In one of its biggest acquisitions in recent years, Boston Scientific Corp. on Thursday announced plans to buy Coon Rapids-based Bayer Interventional for $415 million in cash.
For Massachusetts-based Boston Scientific, which has substantial operations in Minnesota, the purchase adds two new product categories that treat blood flow problems.
Bayer Interventional, a unit of German corporate giant Bayer AG, is a leader in technologies that clear clots from blood vessels, a process called thrombectomy.
Bayer Interventional, whose 350 Minnesota employees are not expected to lose their jobs in the takeover, also markets minimally invasive devices that use high-powered streams of water to remove plaque from clogged veins and arteries outside the heart.

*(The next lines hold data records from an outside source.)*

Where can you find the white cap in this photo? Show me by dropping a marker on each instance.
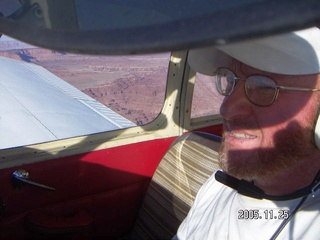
(295, 53)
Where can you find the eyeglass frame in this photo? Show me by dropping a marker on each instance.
(277, 87)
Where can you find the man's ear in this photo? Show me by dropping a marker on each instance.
(317, 132)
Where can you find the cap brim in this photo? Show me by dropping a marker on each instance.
(295, 53)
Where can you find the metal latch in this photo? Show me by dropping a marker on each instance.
(22, 176)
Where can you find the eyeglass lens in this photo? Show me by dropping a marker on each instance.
(260, 90)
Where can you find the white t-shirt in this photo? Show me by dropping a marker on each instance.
(219, 212)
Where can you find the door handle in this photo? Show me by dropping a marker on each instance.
(23, 176)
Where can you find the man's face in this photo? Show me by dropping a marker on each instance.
(259, 141)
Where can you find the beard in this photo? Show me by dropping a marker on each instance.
(292, 146)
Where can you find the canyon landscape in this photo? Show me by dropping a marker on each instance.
(133, 86)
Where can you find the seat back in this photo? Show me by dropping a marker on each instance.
(187, 164)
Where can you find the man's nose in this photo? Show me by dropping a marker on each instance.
(236, 104)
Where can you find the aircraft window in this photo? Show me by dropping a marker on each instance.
(53, 95)
(206, 100)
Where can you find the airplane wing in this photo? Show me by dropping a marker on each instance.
(37, 106)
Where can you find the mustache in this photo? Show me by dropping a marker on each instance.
(239, 124)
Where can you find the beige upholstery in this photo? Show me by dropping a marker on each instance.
(188, 163)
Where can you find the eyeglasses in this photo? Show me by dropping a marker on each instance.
(260, 90)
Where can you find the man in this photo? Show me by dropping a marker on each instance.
(270, 155)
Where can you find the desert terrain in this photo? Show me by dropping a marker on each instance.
(133, 86)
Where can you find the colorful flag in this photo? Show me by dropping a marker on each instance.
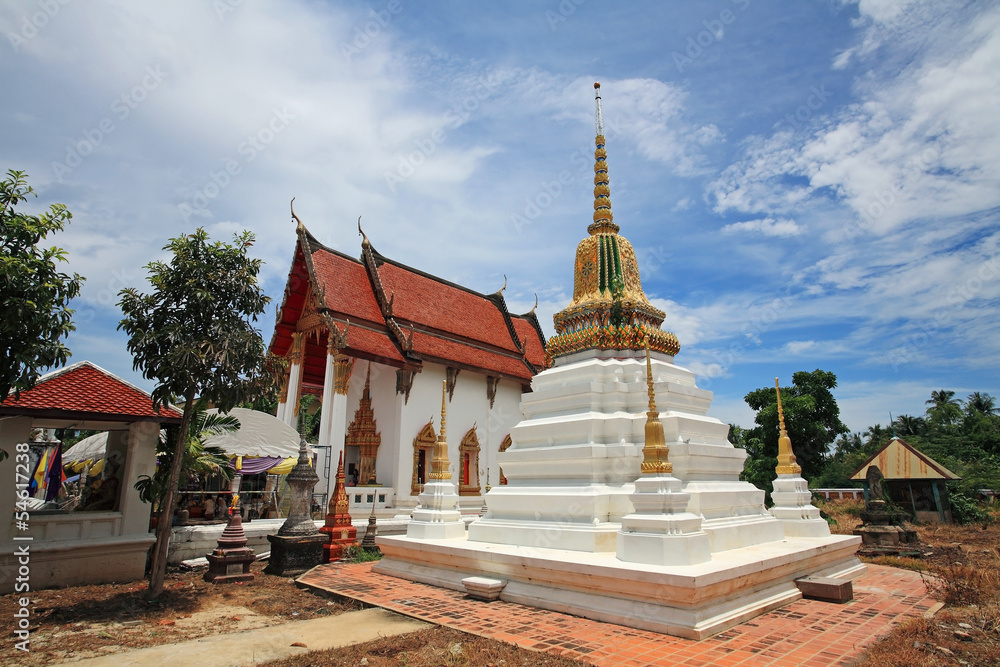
(56, 476)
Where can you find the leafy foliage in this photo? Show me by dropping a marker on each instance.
(199, 459)
(194, 335)
(812, 419)
(34, 295)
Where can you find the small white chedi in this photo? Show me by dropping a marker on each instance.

"These are new spaces for us," Jeff Mirviss, president of Boston Scientific's peripheral interventional division, told the Star Tribune in an interview. "Breadth and scale matter."

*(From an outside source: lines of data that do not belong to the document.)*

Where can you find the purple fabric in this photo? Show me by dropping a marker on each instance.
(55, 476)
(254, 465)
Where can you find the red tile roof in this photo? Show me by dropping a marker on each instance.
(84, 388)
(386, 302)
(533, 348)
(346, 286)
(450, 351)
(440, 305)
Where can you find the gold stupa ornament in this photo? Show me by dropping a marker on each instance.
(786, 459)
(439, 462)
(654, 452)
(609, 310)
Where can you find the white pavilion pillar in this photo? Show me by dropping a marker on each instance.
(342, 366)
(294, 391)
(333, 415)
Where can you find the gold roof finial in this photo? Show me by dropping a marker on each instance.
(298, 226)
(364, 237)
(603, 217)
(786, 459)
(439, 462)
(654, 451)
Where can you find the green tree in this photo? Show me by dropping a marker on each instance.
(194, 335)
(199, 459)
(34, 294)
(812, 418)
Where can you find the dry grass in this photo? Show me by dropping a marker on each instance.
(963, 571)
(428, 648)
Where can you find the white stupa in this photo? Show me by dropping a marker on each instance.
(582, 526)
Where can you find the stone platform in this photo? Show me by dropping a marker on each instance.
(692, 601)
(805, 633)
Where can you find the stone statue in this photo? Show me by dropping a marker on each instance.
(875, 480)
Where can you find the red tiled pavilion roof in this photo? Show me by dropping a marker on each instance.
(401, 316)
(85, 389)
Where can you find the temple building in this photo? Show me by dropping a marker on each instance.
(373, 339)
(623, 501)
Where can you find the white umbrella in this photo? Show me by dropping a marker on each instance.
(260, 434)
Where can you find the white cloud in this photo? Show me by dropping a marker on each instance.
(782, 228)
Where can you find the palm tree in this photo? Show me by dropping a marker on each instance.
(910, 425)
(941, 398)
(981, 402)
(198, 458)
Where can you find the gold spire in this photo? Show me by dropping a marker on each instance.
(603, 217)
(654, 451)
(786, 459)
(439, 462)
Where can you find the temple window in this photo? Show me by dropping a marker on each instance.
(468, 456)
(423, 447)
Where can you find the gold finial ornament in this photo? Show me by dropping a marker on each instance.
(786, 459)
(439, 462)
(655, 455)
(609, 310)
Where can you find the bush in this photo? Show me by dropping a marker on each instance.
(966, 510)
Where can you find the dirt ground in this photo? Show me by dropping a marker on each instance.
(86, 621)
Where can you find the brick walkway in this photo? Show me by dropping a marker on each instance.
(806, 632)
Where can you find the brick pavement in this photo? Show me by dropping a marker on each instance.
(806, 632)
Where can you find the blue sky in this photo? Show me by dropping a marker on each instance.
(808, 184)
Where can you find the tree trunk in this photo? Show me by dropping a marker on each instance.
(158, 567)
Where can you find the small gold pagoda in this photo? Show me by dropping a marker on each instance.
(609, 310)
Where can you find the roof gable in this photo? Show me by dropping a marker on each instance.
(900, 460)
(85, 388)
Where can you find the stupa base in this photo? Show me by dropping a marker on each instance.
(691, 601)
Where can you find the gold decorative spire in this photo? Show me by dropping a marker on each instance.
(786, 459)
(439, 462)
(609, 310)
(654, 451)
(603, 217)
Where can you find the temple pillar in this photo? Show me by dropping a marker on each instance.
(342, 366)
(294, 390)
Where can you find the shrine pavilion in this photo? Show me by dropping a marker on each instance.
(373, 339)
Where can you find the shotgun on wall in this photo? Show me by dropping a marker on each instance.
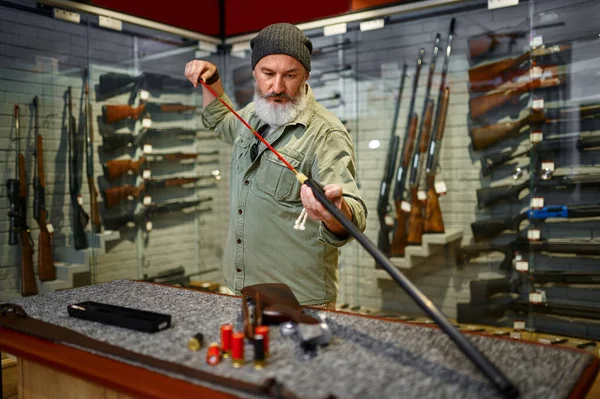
(17, 196)
(415, 217)
(434, 222)
(383, 205)
(89, 159)
(46, 269)
(80, 218)
(399, 233)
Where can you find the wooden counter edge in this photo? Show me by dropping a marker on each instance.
(122, 377)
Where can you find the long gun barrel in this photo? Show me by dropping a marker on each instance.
(490, 195)
(400, 233)
(17, 196)
(117, 222)
(383, 204)
(46, 269)
(116, 113)
(434, 222)
(116, 168)
(481, 105)
(89, 157)
(415, 217)
(80, 218)
(583, 248)
(115, 195)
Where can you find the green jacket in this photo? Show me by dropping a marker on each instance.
(262, 245)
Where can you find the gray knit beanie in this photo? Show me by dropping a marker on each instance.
(282, 38)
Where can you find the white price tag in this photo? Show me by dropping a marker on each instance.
(405, 206)
(493, 4)
(336, 29)
(534, 234)
(537, 41)
(522, 265)
(536, 297)
(519, 325)
(548, 165)
(440, 188)
(536, 72)
(536, 137)
(537, 202)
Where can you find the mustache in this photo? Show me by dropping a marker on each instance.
(277, 95)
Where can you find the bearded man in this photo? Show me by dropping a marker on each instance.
(265, 198)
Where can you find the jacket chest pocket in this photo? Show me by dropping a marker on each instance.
(274, 178)
(240, 157)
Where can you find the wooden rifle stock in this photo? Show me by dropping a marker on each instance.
(415, 218)
(115, 195)
(115, 113)
(483, 104)
(116, 168)
(46, 269)
(399, 238)
(434, 222)
(28, 283)
(486, 136)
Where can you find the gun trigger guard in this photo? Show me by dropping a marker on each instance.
(9, 309)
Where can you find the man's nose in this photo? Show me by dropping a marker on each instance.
(278, 86)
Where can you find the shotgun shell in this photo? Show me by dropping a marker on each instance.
(259, 352)
(196, 342)
(237, 353)
(226, 333)
(264, 331)
(213, 354)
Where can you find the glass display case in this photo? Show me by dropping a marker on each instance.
(475, 136)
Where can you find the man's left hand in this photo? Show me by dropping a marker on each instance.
(316, 211)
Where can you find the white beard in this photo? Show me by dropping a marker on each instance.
(278, 114)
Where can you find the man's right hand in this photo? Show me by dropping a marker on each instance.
(206, 71)
(197, 69)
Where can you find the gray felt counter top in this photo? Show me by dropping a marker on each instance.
(368, 358)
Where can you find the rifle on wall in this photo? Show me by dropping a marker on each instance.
(383, 203)
(484, 229)
(116, 222)
(434, 222)
(112, 84)
(46, 269)
(17, 197)
(116, 168)
(490, 195)
(415, 218)
(521, 245)
(116, 113)
(115, 141)
(115, 195)
(89, 158)
(400, 233)
(80, 218)
(582, 142)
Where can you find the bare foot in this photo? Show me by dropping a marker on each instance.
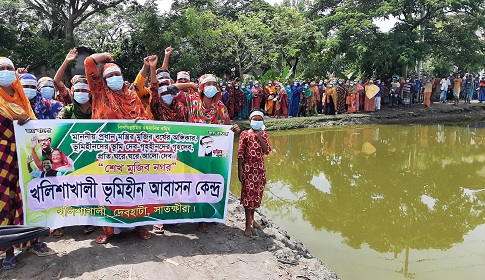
(256, 225)
(202, 227)
(248, 232)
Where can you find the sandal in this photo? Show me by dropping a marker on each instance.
(103, 238)
(142, 233)
(158, 229)
(41, 250)
(58, 233)
(9, 264)
(89, 229)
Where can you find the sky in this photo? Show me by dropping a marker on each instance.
(384, 25)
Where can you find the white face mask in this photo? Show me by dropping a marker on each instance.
(81, 97)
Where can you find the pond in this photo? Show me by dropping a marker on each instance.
(382, 202)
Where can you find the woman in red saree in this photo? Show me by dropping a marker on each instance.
(111, 99)
(14, 105)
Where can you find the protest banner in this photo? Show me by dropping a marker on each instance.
(123, 174)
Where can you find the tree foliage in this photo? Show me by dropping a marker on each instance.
(239, 37)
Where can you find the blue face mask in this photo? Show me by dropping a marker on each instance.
(257, 125)
(210, 91)
(81, 97)
(6, 78)
(167, 98)
(30, 92)
(115, 82)
(47, 92)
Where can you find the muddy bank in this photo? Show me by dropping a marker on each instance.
(181, 253)
(437, 113)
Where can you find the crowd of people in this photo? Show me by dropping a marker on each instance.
(102, 93)
(340, 96)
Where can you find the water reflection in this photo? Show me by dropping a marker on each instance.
(391, 188)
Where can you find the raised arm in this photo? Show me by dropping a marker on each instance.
(70, 57)
(168, 52)
(95, 80)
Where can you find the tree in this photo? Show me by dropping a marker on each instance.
(248, 40)
(70, 13)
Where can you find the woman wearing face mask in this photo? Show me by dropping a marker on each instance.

With the expected completion of the purchase in the second half of 2014, Boston Scientific will control about 40 percent of the thrombectomy market. And it will be well-placed in the rapidly growing business of clearing clogged veins and arteries.
Mirviss said worldwide sales volume for all companies operating in both sectors is roughly $600 million. The purchase deal was several months in the making.
"We have a lot of respect for what Bayer Interventional has done," Mirviss explained. "We watched them grow their business."